Dans quelle mesure les super-riches des « millionnaires patriotes » sont-ils vraiment « patriotiques » ?

Il y a des années, Cor van Zadelhoff, le célèbre millionnaire de l’immobilier, a eu une discussion sur le paiement des impôts avec l’ancien ministre des Finances Gerrit Zalm (VVD). Van Zadelhoff aime investir dans des œuvres caritatives, mais est moins intéressé à payer des impôts. Alors Zalm a dit : payer des impôts est aussi un bon objectif, n’est-ce pas ?

Oui, dit Van Zadelhoff, dit il plus tard Le Financial TimesL’ancien ministre pourrait bien avoir raison sur ce point. « Mais me reprochez-vous de vouloir décider moi-même à quelles associations je souhaite faire un don ? Nous l’avons mérité nous-mêmes, n’est-ce pas ? »

La majorité des millionnaires des plus grandes économies du monde aimeraient payer plus d’impôts, tel est l’essentiel d’un rapport très controversé publié cette semaine. Pour renforcer ce message, les initiateurs en ont présenté un au Forum économique mondial de Davos. lettre ouverte aux dirigeants mondiaux présents : « Notre demande est simple : nous vous demandons de nous taxer, nous, les plus riches de la société. »

Selon le rapport, préparé par un groupe de personnes fortunées qui se font appeler Millionnaires Patriotiques, 74 pour cent des super-riches n’ont aucun problème à payer plus d’impôts. Ils peuvent ainsi contribuer à de meilleurs équipements publics ou à absorber l’augmentation du coût de la vie. La majorité des millionnaires sont également heureux de contribuer à la transition énergétique ou à l’augmentation du salaire minimum.

Les chercheurs ont tiré ces conclusions d’un sondage réalisé auprès de près de 2 300 personnes fortunées issues de pays prospères, des personnes disposant d’un actif disponible de plus d’un million d’euros. Leur message n’était pas complètement nouveau : un groupe de millionnaires avait lancé un appel similaire il y a quatre ans. Mais selon ce nouveau rapport, le soutien à une hausse des impôts parmi les citoyens les plus riches du monde augmente chaque année.
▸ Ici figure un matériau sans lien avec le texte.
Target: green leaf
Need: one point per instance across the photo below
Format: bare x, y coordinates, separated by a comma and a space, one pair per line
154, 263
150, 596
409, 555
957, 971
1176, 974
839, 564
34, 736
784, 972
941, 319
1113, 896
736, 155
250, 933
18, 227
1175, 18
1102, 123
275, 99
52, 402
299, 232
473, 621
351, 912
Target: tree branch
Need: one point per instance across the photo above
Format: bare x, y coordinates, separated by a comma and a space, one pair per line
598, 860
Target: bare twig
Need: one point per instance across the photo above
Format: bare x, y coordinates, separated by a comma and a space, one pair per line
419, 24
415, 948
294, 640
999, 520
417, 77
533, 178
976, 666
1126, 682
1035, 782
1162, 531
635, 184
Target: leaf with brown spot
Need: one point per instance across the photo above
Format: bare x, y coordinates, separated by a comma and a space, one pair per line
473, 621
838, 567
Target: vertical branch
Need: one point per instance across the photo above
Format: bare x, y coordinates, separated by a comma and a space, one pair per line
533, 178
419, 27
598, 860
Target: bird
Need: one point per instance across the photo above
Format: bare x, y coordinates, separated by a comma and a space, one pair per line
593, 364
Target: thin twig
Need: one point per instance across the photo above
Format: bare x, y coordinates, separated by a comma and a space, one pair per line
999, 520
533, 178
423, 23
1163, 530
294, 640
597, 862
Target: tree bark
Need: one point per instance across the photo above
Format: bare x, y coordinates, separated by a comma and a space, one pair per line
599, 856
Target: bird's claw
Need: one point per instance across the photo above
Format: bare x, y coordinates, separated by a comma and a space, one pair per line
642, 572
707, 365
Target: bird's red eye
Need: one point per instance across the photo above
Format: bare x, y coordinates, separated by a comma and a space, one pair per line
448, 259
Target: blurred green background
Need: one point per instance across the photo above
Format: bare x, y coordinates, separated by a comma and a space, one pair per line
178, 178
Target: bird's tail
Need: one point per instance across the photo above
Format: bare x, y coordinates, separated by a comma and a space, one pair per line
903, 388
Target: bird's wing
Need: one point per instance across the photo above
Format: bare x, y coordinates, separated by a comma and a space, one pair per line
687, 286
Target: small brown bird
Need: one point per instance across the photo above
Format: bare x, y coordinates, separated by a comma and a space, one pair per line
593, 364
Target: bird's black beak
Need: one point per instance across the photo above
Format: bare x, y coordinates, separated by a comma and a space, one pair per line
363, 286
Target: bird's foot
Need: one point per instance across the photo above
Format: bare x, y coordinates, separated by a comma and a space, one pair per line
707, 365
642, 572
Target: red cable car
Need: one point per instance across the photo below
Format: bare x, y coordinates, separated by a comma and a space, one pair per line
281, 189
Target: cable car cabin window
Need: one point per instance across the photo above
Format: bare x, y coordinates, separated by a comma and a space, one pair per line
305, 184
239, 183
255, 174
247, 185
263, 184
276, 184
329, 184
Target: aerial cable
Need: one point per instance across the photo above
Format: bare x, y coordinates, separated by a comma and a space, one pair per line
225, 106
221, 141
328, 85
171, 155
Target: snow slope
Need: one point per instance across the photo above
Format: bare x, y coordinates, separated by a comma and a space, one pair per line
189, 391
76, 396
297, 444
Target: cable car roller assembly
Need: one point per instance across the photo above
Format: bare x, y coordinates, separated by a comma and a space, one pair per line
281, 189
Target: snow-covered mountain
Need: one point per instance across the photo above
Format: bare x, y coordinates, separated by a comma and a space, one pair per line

Le patron d’Amazon, Jeff Bezos, avec 170 milliards de dollars en banque, voulait déduire 4 000 dollars des impôts de ses enfants

C’est bien entendu une bonne nouvelle, car de nombreuses initiatives existent dans le monde entier pour améliorer la fiscalité des grandes entreprises et des particuliers fortunés. Prenons par exemple le taux minimum d’impôt sur les bénéfices récemment introduit dans l’UE, ou le mouvement pour enquêter sur une « taxe pour les millionnaires » que la Chambre des représentants a adoptée fin 2022. Si les multimillionnaires eux-mêmes sont moins enclins à mettre en place des structures fiscales pour éviter l’impôt sur le revenu ou sur la fortune, une partie du problème se résoudra de lui-même.

Des milliardaires peu connus

Cependant, quelques commentaires s’imposent à propos du rapport. Par exemple, ce ne sont pas tant les « super riches » qui ont participé au sondage : avec une fortune de 1 million d’euros, vous ne faites même pas partie des 1 pour cent les plus riches des Pays-Bas, pour cela il vous faut 2,2 millions d’euros selon le Bureau central des statistiques. nécessaire.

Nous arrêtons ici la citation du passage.